Avertissement : Cette page est une traduction automatique de cette page à l'origine en anglais. Veuillez noter puisque les traductions sont générées par des machines, pas tous les traduction sera parfaite. Ce site Web et ses pages Web sont destinés à être lus en anglais. Toute traduction de ce site et de ses pages Web peut être imprécis et inexacte, en tout ou en partie. Cette traduction est fournie dans une pratique.

La recherche fournit une compréhension plus profonde de la façon dont les neurones dans le nez réagissent aux odeurs

Prenez un reniflement d'une glace de vin frais plue à torrents, et penser scientifique actuel proposerait que l'harmonie des parfums vous perçoivent des débuts avec les récepteurs sensoriels dans votre nez ajoutant simplement vers le haut des différentes odeurs qu'ils rencontrent. Cependant, la recherche neuve de l'université de Kyushu prouve qu'un procédé beaucoup plus complexe se produit, avec quelques réactions étant améliorées et d'autres inhibées selon les odeurs actuelles.

Dans les mammifères, l'odorat commence par le dépistage des odeurs par des récepteurs aux extrémités des cellules particulières--neurones sensoriels olfactifs appelés--dans le nez. Chacun de ces neurones a juste un type de récepteur hors d'un grand répertoire qui dépend de la substance, avec des êtres humains ayant environ 400 types et souris autour de 1.000.

Tandis que le traitement du cerveau d'information sensorielle est connu pour être important pour sélectionner et synthétiser des odeurs, relativement peu est encore connu au sujet des procédés se produisant où les odeurs sont d'abord trouvées dans le nez.

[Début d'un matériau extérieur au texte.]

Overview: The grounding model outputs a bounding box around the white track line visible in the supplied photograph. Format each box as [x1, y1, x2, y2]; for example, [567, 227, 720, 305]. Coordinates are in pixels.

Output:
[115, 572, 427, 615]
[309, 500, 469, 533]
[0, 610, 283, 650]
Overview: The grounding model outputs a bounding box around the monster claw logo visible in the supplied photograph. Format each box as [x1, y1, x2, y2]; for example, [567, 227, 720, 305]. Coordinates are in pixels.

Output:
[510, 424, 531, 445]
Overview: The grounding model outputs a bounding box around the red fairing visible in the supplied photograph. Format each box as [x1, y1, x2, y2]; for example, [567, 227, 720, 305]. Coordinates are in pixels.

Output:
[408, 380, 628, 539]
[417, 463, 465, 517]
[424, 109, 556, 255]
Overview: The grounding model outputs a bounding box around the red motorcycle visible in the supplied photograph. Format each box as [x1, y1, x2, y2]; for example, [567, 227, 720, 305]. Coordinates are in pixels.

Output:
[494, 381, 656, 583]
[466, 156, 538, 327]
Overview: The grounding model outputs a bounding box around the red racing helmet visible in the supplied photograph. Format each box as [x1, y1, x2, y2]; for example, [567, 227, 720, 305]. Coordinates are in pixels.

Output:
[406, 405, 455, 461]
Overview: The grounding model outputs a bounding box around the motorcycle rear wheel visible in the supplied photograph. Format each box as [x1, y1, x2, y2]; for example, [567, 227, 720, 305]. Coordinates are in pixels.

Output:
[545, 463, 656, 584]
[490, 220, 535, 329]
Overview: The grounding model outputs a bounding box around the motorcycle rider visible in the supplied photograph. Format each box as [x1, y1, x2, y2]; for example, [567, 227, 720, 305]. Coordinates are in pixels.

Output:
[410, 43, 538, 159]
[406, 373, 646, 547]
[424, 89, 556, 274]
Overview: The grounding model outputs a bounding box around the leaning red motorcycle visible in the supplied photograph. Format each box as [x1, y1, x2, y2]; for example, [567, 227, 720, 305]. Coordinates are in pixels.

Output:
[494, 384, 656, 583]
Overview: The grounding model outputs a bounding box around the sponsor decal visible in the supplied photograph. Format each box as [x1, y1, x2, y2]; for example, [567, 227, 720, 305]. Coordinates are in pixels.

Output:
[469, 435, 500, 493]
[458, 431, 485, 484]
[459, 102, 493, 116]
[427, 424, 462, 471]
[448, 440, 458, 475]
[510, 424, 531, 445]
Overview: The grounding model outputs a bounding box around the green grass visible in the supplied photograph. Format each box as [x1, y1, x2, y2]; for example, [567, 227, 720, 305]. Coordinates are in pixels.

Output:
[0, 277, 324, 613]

Utilisant des techniques développées récemment pour l'enregistrement extrêmement sensible de la réaction des récepteurs dans les nez des souris vivantes, l'organisme de recherche abouti par le marché de l'information et innovation de Takeshi, professeur au troisième cycle d'université des sciences médicales à l'université de Kyushu, a maintenant publié dans des états de cellules une compréhension plus profonde de la façon dont les neurones dans le nez réagissent aux odeurs et à leurs mélanges.

On l'a précédemment considéré que chaque odeur « active » un ensemble spécifique de récepteurs, et que la réaction des neurones dans le nez aux mélanges d'odeur est un montant simple des réactions à chaque composante, mais maintenant nous avons la preuve dans les souris que ce n'est pas le cas. »

Shigenori Inagaki, l'auteur important du papier

Étudiant les souris qui ont été génétiquement modifiées pour faire émettre leurs neurones la lumière verte selon la quantité d'ions calcium dans eux--un indicateur d'activité--sur l'absorption de la lumière d'excitation, les chercheurs pouvaient enregistrer avec sensibilité la réaction des neurones dans les nez des souris utilisant un microscope de deux-photon.

Basé sur ces enregistrements, l'équipe du marché de l'information et innovation a constaté que les odeurs pourraient non seulement activer mais supprimer également la réaction des neurones dans les nez des souris, indiquant des interactions complexes se produisent bien avant que les signes atteignent le bulbe rachidien ou le cerveau olfactif pour le traitement complémentaire. En outre, leurs expériences ont prouvé que le mélange des odeurs mène souvent à une amélioration de réaction par la synergie, particulièrement quand elles sont dans des concentrations relativement inférieures, ou une élimination de réaction par l'antagonisme, particulièrement quand elles sont dans les fortes concentrations.

Les procédés d'élimination et d'amélioration indiqués par cette étude peuvent expliquer pourquoi les mélanges d'odeur produisent des résultats perceptuels très différents à partir de leurs composantes, et ce genre de compréhension pourrait faciliter l'élaboration des méthodes pour le modèle rationnel des expériences olfactives, des odeurs agréables et harmonieuses aux déodorants.

« Ces résultats indiquent que notre perception des odeurs est ajustée du moment même qu'ils sont trouvés dans le nez, » explique le marché de l'information et innovation. « Probablement, ces découvertes peuvent expliquer comment l'ajout d'une petite quantité d'une odeur peut exercer un effet si principal sur le parfum perçu, ou comment les différents genres de molécules d'odeur dans une glace de vin produisent une harmonie gentille. »

Source:
Journal reference:

Inagaki, S., et al. (2020) Widespread inhibition, antagonism, and synergy in mouse olfactory sensory neurons in vivo. Cell Reports. doi.org/10.1016/j.celrep.2020.107814.